US Fed embraces Japan-style "quantitative easing"
Federal Reserve Bank credit - the Fed's lending to banks, dealers, other central banks and AIG plus its holdings of securities - has soared by $850 billion, or over 90%, since 11 September, just before Lehman's failure. Importantly, the Fed has chosen not to sterilise fully the impact of this expansion on banks' reserves - their deposits held at the Fed. Reserves and currency in circulation constitute the monetary base. The average level of the base in the fortnight to 8 October was 17% higher than four weeks earlier.
Real monetary base expansion tends to lead economic activity so the recent pick-up could suggest improving growth prospects - see first chart.
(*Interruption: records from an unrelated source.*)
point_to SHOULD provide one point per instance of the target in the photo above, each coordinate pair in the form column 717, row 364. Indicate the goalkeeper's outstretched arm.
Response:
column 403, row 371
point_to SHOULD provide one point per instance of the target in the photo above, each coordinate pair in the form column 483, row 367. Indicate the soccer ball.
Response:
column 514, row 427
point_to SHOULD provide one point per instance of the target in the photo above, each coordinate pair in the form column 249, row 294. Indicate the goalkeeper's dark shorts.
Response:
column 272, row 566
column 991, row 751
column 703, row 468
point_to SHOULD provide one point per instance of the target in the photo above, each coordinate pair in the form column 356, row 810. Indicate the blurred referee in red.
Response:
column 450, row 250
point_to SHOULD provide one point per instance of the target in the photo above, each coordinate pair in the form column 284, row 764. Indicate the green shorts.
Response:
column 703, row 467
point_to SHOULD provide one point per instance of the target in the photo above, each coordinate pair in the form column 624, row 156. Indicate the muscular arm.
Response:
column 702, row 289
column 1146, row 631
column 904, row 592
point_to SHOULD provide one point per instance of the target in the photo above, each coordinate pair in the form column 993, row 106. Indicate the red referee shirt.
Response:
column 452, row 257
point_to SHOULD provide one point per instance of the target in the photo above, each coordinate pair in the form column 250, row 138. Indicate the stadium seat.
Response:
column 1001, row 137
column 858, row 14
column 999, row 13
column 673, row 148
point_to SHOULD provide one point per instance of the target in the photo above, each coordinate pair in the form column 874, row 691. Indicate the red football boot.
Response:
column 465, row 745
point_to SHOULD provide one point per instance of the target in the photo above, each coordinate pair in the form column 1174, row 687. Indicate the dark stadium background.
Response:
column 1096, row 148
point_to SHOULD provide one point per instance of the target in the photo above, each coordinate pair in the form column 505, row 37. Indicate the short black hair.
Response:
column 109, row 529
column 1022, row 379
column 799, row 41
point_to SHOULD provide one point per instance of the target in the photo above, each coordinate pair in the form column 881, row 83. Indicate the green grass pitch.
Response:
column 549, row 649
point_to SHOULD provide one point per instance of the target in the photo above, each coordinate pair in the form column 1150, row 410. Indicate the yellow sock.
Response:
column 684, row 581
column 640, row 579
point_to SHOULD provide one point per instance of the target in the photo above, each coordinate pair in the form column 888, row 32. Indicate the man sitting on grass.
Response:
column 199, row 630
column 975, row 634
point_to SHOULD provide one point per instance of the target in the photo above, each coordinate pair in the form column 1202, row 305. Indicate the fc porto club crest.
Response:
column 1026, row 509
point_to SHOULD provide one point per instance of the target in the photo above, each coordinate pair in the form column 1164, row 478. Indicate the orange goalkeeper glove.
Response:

Historically, however, major swings in base money have been driven by the currency component rather than bank reserves. The hope is that banks holding excess cash in their accounts at the Fed will be more willing to lend to other banks and the wider economy but many commentators believe the Fed is "pushing on a string".
The Fed is copying the Bank of Japan's 2001 policy of "quantitative easing", which involved the central bank buying government bonds in order to flood the banking system with liquidity. Real monetary base growth peaked at an annual 38% - see second chart. Commentators were similarly sceptical of any impact on financial behaviour or economic activity but growth recovered in 2002, while the rate of contraction of bank lending slowed, although these improvements may have reflected other factors.
Reader Comments (2)
Do you know the parameters under which Thomson calculates "real" M1? Is it M1 in its entirety adjusted for inflation? The currency portion of M1 adjusted for inflation? I'm sort of curious. Thanks in advance.
The inflation adjustment is made to M1 in aggregate, not just the currency component.